Nascido em Contagem, o médico da Família Jeiel Campos de Oliveira conta que morou por oito anos na Bolívia, onde estudou medicina. Jeiel afirma que a criação de vínculos foi muito importante para que ele pudesse conhecer melhor os usuários e suas famílias e praticar os cuidados primários de saúde junto à população que têm, hoje, a qualidade reconhecida pela comunidade. “Fortalecer o vínculo é importantíssimo. Com ele, a pessoa passa a aderir melhor ao tratamento, que por sua vez passa a dar mais certo. Às vezes, só de a pessoa poder conversar, ser ouvida e orientada já acontece uma melhora, com encaminhamento da demanda sem medicação. Aí, com a melhora, a pessoa comenta com um vizinho, que pode ser alguém que não vai ao posto de saúde há muito tempo e que se sente incentivado a ir. E nesse processo, também vamos conhecendo os familiares, o contexto familiar e a realidade na qual vive esse usuário. Se não tiver o vínculo, eu não consigo entrar no problema dele e no da família. Depois de quase um ano e meio atendendo aqui na unidade, passei a conhecer os usuários. Quando chega a vez de serem atendidos, vou eu mesmo à porta da recepção chamá-los pelo nome e olho nos olhos, porque já os conheço”, atesta o médico.
O relato de Jeiel mostra como o vínculo é importante para o fortalecimento das ações de prevenção e promoção à saúde no âmbito da Atenção Básica. Mas o fortalecimento do vínculo também pode contribuir para a segurança dos profissionais que trabalham com o atendimento à saúde primária em locais com alta vulnerabilidade socioeconômica, como é o caso da região na qual a UBS Icaivera está inserida. É o que afirma o médico da Família Jeiel. “A criação de vínculo ajuda a manter criminosos longe da unidade. Eles sabem que estamos promovendo o cuidado junto às pessoas da comunidade e, entre elas, há parentes como mãe, pai, filhos, irmãos e outros familiares. Desde que eu cheguei aqui, há quase um ano e meio, não houve nenhum incidente desse tipo”, diz o profissional.
Atendimento integral
Oriana Ferreira dos Santos é mãe da pequena Celeste Hermínia, que tem quatro meses de idade e passou por uma consulta com Jeiel na terça-feira (25). A bebê estava acompanhada da mãe e do pai, Rony Raimundo dos Santos. Oriana conta que fez todo o pré-natal de Celeste com Jeiel e Edelza, que é enfermeira na unidade. “Eu sou suspeita para falar, mas eu gosto demais dos dois. São muito atenciosos com a gente. Não é aquela coisa só de consultório, sabe? Eles conversam com a gente”, diz Oriana.

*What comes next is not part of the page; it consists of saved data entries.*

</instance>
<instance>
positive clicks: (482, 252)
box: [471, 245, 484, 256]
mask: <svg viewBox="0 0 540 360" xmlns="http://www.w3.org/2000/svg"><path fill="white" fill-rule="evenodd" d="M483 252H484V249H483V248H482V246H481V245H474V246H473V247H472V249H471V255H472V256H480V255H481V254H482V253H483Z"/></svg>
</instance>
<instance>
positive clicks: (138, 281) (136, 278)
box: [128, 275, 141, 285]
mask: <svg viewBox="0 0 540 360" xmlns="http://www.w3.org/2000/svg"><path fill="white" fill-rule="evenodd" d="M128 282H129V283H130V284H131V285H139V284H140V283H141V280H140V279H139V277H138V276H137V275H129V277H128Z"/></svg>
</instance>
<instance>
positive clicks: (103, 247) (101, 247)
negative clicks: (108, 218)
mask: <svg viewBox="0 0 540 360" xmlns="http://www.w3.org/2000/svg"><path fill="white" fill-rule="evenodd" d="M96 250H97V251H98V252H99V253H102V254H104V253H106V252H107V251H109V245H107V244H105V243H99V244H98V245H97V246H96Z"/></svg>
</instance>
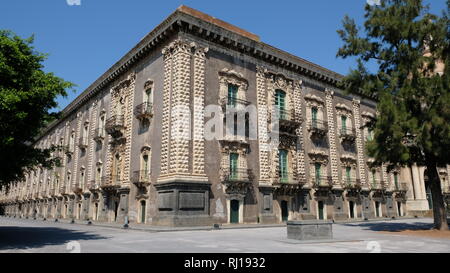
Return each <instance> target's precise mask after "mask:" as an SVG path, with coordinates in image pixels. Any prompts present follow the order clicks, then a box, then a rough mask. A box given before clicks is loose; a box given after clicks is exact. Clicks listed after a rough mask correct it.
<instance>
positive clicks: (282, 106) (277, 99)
mask: <svg viewBox="0 0 450 273" xmlns="http://www.w3.org/2000/svg"><path fill="white" fill-rule="evenodd" d="M275 106H276V108H277V111H278V114H279V118H280V119H285V118H286V92H284V91H283V90H279V89H278V90H276V91H275Z"/></svg>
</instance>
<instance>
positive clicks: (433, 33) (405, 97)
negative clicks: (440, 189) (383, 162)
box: [337, 0, 450, 165]
mask: <svg viewBox="0 0 450 273" xmlns="http://www.w3.org/2000/svg"><path fill="white" fill-rule="evenodd" d="M449 3H450V1H447V4H448V5H449ZM428 10H429V8H428V6H424V5H423V3H422V1H421V0H383V1H382V5H381V6H369V5H367V6H366V14H365V18H366V21H365V24H364V29H363V31H362V30H361V29H358V27H357V26H356V24H355V22H354V21H353V20H352V19H350V18H348V17H345V18H344V20H343V29H341V30H338V34H339V35H340V37H341V39H342V41H343V46H342V47H341V48H340V49H339V50H338V52H337V56H338V57H341V58H348V57H356V58H357V61H358V67H357V68H356V69H354V70H351V71H350V73H349V74H348V75H347V76H346V77H344V79H343V80H342V83H341V88H344V89H345V90H346V91H347V92H349V93H358V94H361V93H362V94H364V95H366V96H369V97H372V98H376V99H377V100H378V104H377V110H378V112H379V116H378V118H377V120H376V122H375V123H374V124H371V125H369V126H372V127H373V129H374V132H375V139H374V140H373V141H371V142H370V143H369V144H368V145H367V149H368V152H369V154H370V155H371V156H373V157H374V158H375V161H376V162H377V163H381V162H390V163H391V164H401V165H403V164H407V163H411V162H417V163H419V164H420V163H423V162H426V161H430V160H432V161H433V162H436V164H439V165H445V164H449V163H450V157H449V156H448V155H447V153H448V151H450V135H449V132H450V115H449V113H450V110H449V108H450V107H449V106H450V81H449V79H450V77H449V72H450V69H449V67H450V62H449V60H450V44H449V41H450V34H449V29H450V27H449V25H450V24H449V22H450V21H449V16H448V11H447V12H443V15H442V16H441V17H438V16H436V15H433V14H430V13H429V12H428ZM369 62H376V63H377V64H378V71H376V72H370V71H368V70H367V69H366V65H367V64H368V63H369Z"/></svg>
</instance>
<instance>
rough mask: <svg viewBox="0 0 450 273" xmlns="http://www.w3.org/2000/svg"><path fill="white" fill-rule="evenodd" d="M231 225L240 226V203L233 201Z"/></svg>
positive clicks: (233, 200)
mask: <svg viewBox="0 0 450 273" xmlns="http://www.w3.org/2000/svg"><path fill="white" fill-rule="evenodd" d="M230 209H231V211H230V223H232V224H238V223H239V201H238V200H231V201H230Z"/></svg>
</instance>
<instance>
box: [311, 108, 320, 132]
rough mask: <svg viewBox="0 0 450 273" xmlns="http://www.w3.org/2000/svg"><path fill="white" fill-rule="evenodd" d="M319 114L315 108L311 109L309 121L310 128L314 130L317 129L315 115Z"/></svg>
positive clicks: (315, 117) (316, 119)
mask: <svg viewBox="0 0 450 273" xmlns="http://www.w3.org/2000/svg"><path fill="white" fill-rule="evenodd" d="M318 112H319V110H318V109H317V107H313V108H311V120H312V122H311V123H312V127H313V128H316V127H317V113H318Z"/></svg>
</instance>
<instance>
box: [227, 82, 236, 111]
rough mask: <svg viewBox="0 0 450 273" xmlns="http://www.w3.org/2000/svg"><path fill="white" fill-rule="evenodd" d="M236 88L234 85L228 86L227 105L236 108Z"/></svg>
mask: <svg viewBox="0 0 450 273" xmlns="http://www.w3.org/2000/svg"><path fill="white" fill-rule="evenodd" d="M237 92H238V86H237V85H234V84H228V105H229V106H233V107H235V106H236V99H237Z"/></svg>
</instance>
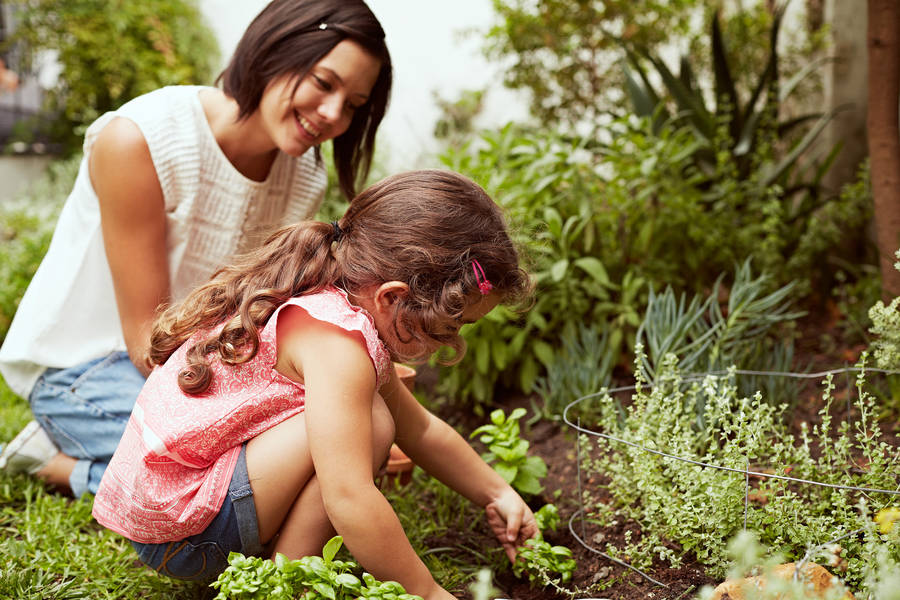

O relato de Genilda Correia Duarte, que integra a equipe do médico Jeiel como Agente Comunitária de Saúde (ACS), a equipe 15, mostra a integração de Jeiel também junto à equipe multidisciplinar. Enquanto esta matéria era apurada, ela fez questão de procurar a equipe de reportagem para também dar o seu testemunho. Ela conta que trabalha na unidade há dez anos e que a chegada do médico à unidade contribuiu com uma melhoria nos fluxos de encaminhamento de usuários. “O doutor é flexível e a equipe atua junto”, comenta a servidora. “Elas me orientam sobre os usuários”, completa o médico.
O médico resume o ciclo que se estabelece com a formação de vínculo entre equipes e comunidade. “O carinho que tive de gestores, equipes e população quando cheguei aqui foi muito importante para isso. Eu falo para eles: enquanto vocês cuidarem de mim, eu cuidarei de vocês”, finaliza Jeiel.